To say Mary and the Witch’s Flower looks strikingly beautiful is to observe that grass is green and the sky is blue. Japanese animators generally work to a higher standard than their western counterparts. The sharp lines and hand drawn, or hand drawn-esque aesthetic of films made in this mould (the ‘house’ Ghibli style) do more to communicate the complexity of a story’s themes than cuddlier, curvier textures characteristic of the west. Even characters in the best Pixar films can look like bobbleheads.

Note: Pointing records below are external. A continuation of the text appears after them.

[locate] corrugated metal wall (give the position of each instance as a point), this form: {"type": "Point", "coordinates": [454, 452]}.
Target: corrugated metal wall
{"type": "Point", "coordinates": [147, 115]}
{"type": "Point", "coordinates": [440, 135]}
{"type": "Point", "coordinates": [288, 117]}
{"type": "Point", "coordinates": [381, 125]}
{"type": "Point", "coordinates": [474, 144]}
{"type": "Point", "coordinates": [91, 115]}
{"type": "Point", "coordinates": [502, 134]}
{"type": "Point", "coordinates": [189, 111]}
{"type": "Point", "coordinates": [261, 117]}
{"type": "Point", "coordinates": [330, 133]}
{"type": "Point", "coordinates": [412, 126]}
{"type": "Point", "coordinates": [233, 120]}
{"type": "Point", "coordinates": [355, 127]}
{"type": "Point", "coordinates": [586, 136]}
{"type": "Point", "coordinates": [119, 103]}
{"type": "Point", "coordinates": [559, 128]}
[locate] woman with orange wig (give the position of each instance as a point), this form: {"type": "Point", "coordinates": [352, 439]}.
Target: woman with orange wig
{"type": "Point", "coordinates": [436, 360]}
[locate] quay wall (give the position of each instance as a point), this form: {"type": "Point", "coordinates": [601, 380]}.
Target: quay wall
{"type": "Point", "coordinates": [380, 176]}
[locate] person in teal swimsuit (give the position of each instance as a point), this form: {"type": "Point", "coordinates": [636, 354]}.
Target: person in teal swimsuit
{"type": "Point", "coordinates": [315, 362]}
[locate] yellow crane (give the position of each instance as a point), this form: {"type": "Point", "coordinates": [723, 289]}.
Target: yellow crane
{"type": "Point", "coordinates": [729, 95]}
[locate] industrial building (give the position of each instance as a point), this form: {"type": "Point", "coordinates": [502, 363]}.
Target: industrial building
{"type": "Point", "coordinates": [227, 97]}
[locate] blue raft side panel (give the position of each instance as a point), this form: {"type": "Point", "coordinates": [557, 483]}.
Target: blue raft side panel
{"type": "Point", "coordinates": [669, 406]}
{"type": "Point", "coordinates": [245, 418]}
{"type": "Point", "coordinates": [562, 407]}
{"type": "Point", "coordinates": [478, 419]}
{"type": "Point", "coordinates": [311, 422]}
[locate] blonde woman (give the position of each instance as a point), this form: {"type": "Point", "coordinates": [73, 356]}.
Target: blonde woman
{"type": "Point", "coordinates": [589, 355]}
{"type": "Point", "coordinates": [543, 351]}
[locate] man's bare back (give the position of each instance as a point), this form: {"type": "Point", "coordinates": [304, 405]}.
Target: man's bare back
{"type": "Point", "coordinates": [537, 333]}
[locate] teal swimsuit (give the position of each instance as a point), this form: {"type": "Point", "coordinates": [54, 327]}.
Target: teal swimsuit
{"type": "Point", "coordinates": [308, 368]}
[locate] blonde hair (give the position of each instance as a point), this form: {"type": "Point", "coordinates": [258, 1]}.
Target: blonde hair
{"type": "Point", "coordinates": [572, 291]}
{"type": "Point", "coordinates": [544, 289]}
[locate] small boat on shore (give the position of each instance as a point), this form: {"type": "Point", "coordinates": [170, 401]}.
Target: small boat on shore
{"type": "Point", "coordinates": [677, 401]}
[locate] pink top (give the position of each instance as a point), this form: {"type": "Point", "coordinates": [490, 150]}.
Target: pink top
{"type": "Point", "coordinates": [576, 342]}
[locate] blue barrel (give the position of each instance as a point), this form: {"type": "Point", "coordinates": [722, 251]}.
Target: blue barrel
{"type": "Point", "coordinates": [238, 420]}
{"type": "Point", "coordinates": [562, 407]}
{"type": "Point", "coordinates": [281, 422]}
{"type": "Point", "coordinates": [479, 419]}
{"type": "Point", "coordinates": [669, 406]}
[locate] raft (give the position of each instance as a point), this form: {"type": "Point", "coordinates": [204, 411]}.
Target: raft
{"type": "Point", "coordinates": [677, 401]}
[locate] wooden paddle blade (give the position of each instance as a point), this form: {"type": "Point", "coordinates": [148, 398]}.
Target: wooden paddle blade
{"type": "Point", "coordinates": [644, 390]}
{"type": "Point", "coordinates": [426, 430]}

Yonebayashi’s film also contains a spectacular, ‘free the animals’, Jumanji-esque stampede, arising from a part of the script (written by Yonebayashi and Riko Sakaguchi) cynical about animal experimentation, with magic potions in the proverbial test tubes: the lefty politics of Okja combined with Fantastic Beasts and Where to Find Them. The director is also intrigued by posthumanism, the headmistress and professor pining to create magically enhanced people capable of transcending limitations of the body and mind.
The folly of the headmistress and mad professor’s hysterical ambition is reconfigured into an optimistic message, through which the director explores progress as a non-linear trajectory. “What’s done is done until it’s undone,” says Mary in a climactic moment, rescinding progress for moral reasons – an antidote to the current, frenetic attitude towards technological evolution, epitomised in Facebook’s founding rally cry ‘Move Fast and Break Things’.
There are tender and ethereal moments, hinting at magic as a subjective term contingent on how – rather than where – one looks. When Mary enters Endor School she is dazzled by its elevators and asks how they work. They are powered by electricity, the headmistress tells her, and this “is also a form of magic.” As is something as prosaic as a broomstick, or as natural as a flower, or as melancholic as an elderly person recalling their youth. Mary and the Witch’s Flower is full of beautiful pictures, but, to its great credit, the film invests more colour into its themes.